Respondent-father argues that Andy’s age weighs against the trial court’s
determination that termination of his parental rights was in his best interest because
a child over the age of twelve is required to consent to his adoption. See N.C.G.S. §
48-3-601 (2019). He asserts that, “Andy will have the right to object to the adoption,
compounding the difficulty in procuring permanency for him.” However, the court
may waive the consent requirement “upon a finding that it is not in the best interest
of the minor to require the consent.” Id. § 48-3-603(b)(2). Thus, even assuming
arguendo that Andy fails to consent at the time of an adoption, his lack of consent
would not preclude him from being adopted.
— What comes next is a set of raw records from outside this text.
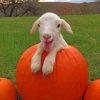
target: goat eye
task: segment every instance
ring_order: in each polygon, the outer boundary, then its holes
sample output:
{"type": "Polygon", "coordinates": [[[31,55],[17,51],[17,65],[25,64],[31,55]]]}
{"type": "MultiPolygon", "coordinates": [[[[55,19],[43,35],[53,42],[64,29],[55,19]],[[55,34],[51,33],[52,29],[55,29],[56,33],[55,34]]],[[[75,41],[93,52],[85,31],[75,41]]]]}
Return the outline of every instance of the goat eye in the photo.
{"type": "Polygon", "coordinates": [[[59,28],[59,27],[60,27],[60,24],[57,25],[57,28],[59,28]]]}
{"type": "Polygon", "coordinates": [[[40,24],[38,24],[38,27],[40,27],[40,24]]]}

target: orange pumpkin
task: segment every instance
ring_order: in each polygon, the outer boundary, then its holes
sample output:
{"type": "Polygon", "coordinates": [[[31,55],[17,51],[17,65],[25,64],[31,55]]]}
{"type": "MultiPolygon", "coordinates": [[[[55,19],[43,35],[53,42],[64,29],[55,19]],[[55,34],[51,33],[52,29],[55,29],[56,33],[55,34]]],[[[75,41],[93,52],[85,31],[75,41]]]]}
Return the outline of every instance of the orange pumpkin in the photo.
{"type": "MultiPolygon", "coordinates": [[[[21,56],[16,71],[19,92],[24,100],[81,100],[88,83],[87,63],[81,53],[69,46],[57,53],[53,73],[44,77],[42,71],[32,73],[32,46],[21,56]]],[[[42,54],[42,64],[48,55],[42,54]]]]}
{"type": "Polygon", "coordinates": [[[100,79],[93,81],[88,86],[84,100],[100,100],[100,79]]]}
{"type": "Polygon", "coordinates": [[[17,100],[16,88],[5,78],[0,78],[0,100],[17,100]]]}

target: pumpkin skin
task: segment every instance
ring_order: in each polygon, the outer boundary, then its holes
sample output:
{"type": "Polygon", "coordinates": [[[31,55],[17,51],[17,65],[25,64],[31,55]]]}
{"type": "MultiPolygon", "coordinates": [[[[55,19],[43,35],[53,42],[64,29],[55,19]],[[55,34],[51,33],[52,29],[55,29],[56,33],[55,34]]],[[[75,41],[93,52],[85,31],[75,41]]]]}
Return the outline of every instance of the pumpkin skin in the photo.
{"type": "MultiPolygon", "coordinates": [[[[88,84],[88,67],[81,53],[69,46],[56,55],[53,72],[32,73],[30,64],[38,45],[26,50],[17,65],[16,82],[23,100],[81,100],[88,84]]],[[[41,57],[41,69],[46,51],[41,57]]]]}
{"type": "Polygon", "coordinates": [[[16,88],[6,78],[0,78],[0,100],[17,100],[16,88]]]}
{"type": "Polygon", "coordinates": [[[84,100],[100,100],[100,79],[93,81],[88,86],[84,100]]]}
Second, respondents challenge the trial court’s finding that the likelihood of
Andy’s adoption is high. While recognizing that the trial court appears to have based
its finding on a report filed by the guardian ad litem (GAL) and the GAL’s testimony
at the termination hearing, they assert the report and testimony is “undercut” and
“directly contradicted” by Andy’s history while in DHHS custody. Respondent-mother
contends that the trial court’s finding is not based on convincing evidence and
respondent-father argues that the trial court’s finding is not based on competent
evidence, given Andy’s behavioral and psychiatric issues and multiple placements
while in foster care for nearly four years.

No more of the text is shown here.